VAS scores at 48 hours
Two studies[15, 20] reported the outcomes of VAS scores at 48 hours of movement after the spine surgery. There was no significant heterogeneity of the studies(x2 = 2.3, df = 1, I2 = 56.6%, P = 0.129); Thus, fixed-effect model was applied. Pooled results suggested that there was no significant difference between the two groups (SMD = -0.073, 95% CI: -0.444 to 0.30, P = 0.298). And two studies[15, 20] reported the outcomes of VAS scores at 48 hours of rest after the spine surgery. There was no significant heterogeneity of the studies (x2 = 0.15, df = 1, I2 = 0.0%, P = 0.703); Thus, fixed-effect model was applied.

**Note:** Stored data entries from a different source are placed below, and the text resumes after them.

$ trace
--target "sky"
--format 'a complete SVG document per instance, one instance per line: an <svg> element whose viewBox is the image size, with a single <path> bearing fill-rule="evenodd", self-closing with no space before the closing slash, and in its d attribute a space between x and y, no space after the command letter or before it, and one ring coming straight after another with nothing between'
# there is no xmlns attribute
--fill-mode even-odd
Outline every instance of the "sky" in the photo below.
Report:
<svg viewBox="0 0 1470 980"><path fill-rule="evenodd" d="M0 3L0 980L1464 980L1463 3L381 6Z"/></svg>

Pooled results suggested that there was no significant difference between the two groups (SMD = 0.112, 95% CI: -0.258 to 0.481, P = 0.553)(Fig 5).
The occurrence of postoperative nausea and vomiting
Six studies[11, 14, 15, 17, 19, 20]provided the occurrence of PONV after the spine surgery. There was no significant heterogeneity of the studies (x2 = 14.73, df = 5, I2 = 66%, P = 0.012); Thus, fixed-effect model was applied. Pooled results suggested that occurrence of PONV in control groups was significantly higher than in dexamethasone groups (RR = 0.52, 95% CI: 0.40 to 0.67, P < 0.001)(Fig 6).

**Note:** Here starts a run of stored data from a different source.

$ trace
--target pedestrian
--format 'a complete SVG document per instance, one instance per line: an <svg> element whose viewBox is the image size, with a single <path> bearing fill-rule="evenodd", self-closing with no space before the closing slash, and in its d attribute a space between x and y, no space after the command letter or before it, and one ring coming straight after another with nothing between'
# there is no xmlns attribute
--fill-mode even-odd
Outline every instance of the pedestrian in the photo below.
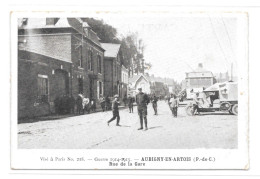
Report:
<svg viewBox="0 0 260 179"><path fill-rule="evenodd" d="M96 112L96 100L95 99L91 100L90 109L92 112Z"/></svg>
<svg viewBox="0 0 260 179"><path fill-rule="evenodd" d="M129 94L129 97L127 100L128 100L129 113L133 113L134 112L134 110L133 110L134 98L132 96L130 96L130 94Z"/></svg>
<svg viewBox="0 0 260 179"><path fill-rule="evenodd" d="M158 97L156 97L155 95L152 98L152 104L153 104L153 110L154 110L154 115L158 115L157 112L157 102L158 102Z"/></svg>
<svg viewBox="0 0 260 179"><path fill-rule="evenodd" d="M199 93L197 92L193 97L193 115L196 114L200 115L200 112L198 111L199 104L200 104L198 97L199 97Z"/></svg>
<svg viewBox="0 0 260 179"><path fill-rule="evenodd" d="M112 113L113 113L113 117L107 121L107 125L109 126L109 123L112 122L113 120L116 119L116 126L120 126L119 122L120 122L120 116L119 116L119 96L118 95L115 95L114 96L114 100L112 102Z"/></svg>
<svg viewBox="0 0 260 179"><path fill-rule="evenodd" d="M87 111L88 114L90 113L91 104L89 98L83 98L82 108L83 108L83 114L85 113L85 111Z"/></svg>
<svg viewBox="0 0 260 179"><path fill-rule="evenodd" d="M125 107L126 107L126 103L127 103L127 97L126 97L126 95L125 95L124 98L123 98L123 102L124 102L124 105L125 105Z"/></svg>
<svg viewBox="0 0 260 179"><path fill-rule="evenodd" d="M147 104L149 103L149 99L147 94L142 92L142 88L138 88L139 93L136 95L136 104L138 109L138 115L140 118L140 128L138 130L143 129L143 121L145 124L145 130L148 130L147 127Z"/></svg>
<svg viewBox="0 0 260 179"><path fill-rule="evenodd" d="M75 108L75 99L73 95L70 95L69 97L69 112L71 114L74 114L74 108Z"/></svg>
<svg viewBox="0 0 260 179"><path fill-rule="evenodd" d="M80 115L81 111L83 110L83 95L82 94L78 94L77 100L76 100L76 104L77 104L77 113ZM84 110L83 110L83 114L84 114Z"/></svg>
<svg viewBox="0 0 260 179"><path fill-rule="evenodd" d="M99 103L101 105L102 111L104 112L106 110L106 101L103 95L100 95Z"/></svg>
<svg viewBox="0 0 260 179"><path fill-rule="evenodd" d="M106 96L105 102L106 102L106 110L110 110L110 99L108 96Z"/></svg>
<svg viewBox="0 0 260 179"><path fill-rule="evenodd" d="M170 99L170 106L171 106L173 117L177 117L179 102L176 95L172 95L172 98Z"/></svg>

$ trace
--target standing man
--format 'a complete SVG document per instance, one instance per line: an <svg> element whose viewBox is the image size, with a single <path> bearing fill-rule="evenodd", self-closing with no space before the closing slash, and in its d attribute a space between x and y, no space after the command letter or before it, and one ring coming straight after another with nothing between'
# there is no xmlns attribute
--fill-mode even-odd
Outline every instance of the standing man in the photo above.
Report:
<svg viewBox="0 0 260 179"><path fill-rule="evenodd" d="M120 104L119 102L119 96L118 95L115 95L114 96L114 100L112 102L112 112L113 112L113 117L107 121L107 125L109 126L109 123L112 122L113 120L117 119L116 120L116 126L120 126L119 125L119 121L120 121L120 116L119 116L119 109L118 109L118 106Z"/></svg>
<svg viewBox="0 0 260 179"><path fill-rule="evenodd" d="M148 130L147 127L147 104L149 103L149 98L147 94L142 92L142 88L138 88L139 93L136 95L136 104L137 104L137 110L138 115L140 118L140 124L141 127L138 130L143 129L143 120L145 124L145 130Z"/></svg>
<svg viewBox="0 0 260 179"><path fill-rule="evenodd" d="M127 100L128 100L129 113L133 113L134 98L132 96L130 96L130 94L129 94L129 97Z"/></svg>
<svg viewBox="0 0 260 179"><path fill-rule="evenodd" d="M102 108L102 111L104 112L106 110L106 101L103 95L100 95L99 102Z"/></svg>
<svg viewBox="0 0 260 179"><path fill-rule="evenodd" d="M170 106L172 110L173 117L177 117L178 107L179 107L179 101L177 99L177 96L174 94L173 97L170 100Z"/></svg>
<svg viewBox="0 0 260 179"><path fill-rule="evenodd" d="M196 93L196 95L194 95L193 97L193 115L200 115L200 112L198 111L198 108L199 108L199 104L200 104L200 101L198 99L200 93Z"/></svg>
<svg viewBox="0 0 260 179"><path fill-rule="evenodd" d="M158 115L157 114L157 102L158 102L158 98L154 95L153 99L152 99L154 115Z"/></svg>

The occurrence of sedation
Five studies[14, 15, 19-21] provided the occurrence of sedation. There was no significant heterogeneity of the studies (x2 = 4.34, df = 4, I2 = 7.9%, P = 0.362); Thus, fixed-effect model was applied. Pooled results suggested thatthere was no significant difference between the two groups (RR = 0.86, 95% CI: 0.58 to 1.26, P = 0.435) (Fig 7).

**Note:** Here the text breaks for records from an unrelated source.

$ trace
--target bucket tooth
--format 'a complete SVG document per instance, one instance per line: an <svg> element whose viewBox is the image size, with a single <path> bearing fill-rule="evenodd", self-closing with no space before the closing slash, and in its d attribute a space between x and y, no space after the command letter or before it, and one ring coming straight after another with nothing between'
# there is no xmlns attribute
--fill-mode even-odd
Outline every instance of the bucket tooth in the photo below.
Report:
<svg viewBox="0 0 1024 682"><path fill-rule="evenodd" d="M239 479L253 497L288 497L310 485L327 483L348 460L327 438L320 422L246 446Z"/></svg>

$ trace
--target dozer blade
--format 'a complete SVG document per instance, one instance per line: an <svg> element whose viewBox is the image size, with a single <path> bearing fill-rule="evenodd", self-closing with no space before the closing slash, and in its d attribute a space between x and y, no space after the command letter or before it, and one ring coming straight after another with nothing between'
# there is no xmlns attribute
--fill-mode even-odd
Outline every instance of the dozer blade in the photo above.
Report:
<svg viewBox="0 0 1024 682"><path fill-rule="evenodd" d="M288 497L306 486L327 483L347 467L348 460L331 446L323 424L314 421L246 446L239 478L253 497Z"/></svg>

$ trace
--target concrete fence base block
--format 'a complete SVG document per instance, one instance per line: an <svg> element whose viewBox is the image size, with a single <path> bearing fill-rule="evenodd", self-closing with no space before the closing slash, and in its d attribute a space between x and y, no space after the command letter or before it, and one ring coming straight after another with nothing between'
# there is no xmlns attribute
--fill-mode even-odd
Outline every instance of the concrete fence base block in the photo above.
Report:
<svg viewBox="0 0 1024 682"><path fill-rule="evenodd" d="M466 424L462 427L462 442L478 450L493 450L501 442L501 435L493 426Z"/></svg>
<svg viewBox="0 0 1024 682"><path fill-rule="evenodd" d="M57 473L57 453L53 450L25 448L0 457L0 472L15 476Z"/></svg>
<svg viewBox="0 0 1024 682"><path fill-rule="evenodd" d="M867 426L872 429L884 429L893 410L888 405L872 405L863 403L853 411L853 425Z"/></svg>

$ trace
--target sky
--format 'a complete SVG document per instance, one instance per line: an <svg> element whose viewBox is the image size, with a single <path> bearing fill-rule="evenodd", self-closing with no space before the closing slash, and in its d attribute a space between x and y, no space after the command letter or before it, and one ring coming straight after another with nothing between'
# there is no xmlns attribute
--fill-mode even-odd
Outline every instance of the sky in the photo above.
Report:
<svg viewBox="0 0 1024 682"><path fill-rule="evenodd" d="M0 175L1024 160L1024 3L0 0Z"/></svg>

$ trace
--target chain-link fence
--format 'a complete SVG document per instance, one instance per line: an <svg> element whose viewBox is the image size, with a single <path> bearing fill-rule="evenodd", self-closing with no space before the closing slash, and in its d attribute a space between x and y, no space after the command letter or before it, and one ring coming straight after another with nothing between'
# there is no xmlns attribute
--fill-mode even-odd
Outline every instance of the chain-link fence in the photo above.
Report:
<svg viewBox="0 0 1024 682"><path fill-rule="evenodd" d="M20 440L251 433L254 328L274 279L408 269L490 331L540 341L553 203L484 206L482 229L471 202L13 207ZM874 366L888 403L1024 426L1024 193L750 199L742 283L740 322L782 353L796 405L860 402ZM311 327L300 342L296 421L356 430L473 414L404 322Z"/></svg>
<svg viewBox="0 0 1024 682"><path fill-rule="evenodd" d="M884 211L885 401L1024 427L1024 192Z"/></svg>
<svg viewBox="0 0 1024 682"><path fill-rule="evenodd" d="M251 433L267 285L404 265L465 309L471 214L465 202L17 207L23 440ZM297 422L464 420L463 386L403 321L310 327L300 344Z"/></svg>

Opioids consumption within 24 hours and the length of hospital stay
Three studies[11, 15, 20]provided the usage of opioids consumption within 24 hours after the spine surgery. There was no significant heterogeneity of the studies (x2 = 5.43, df = 2, I2 = 63.2%, P = 0.066); Thus, fixed-effect model was applied. Pooled results suggested that the usage of opioids consumption within 24 hours in control groups was significantly higher than in dexamethasone groups (SMD = -0.601, 95% CI: -0.93 to -0.28, P < 0.001). Two studies[17, 21] provided the outcomes of the length of hospital stay. There was no significant heterogeneity of the studies (x2 = 1.05, df = 1, I2 = 5.0%, P = 0.305); Thus, fixed-effect model was applied. Pooled results suggested that the length of hospital stay in control groups was significantly longer than in dexamethasone groups (SMD = -0.207, 95% CI: -0.396 to -0.017, P = 0.003)(Fig 8).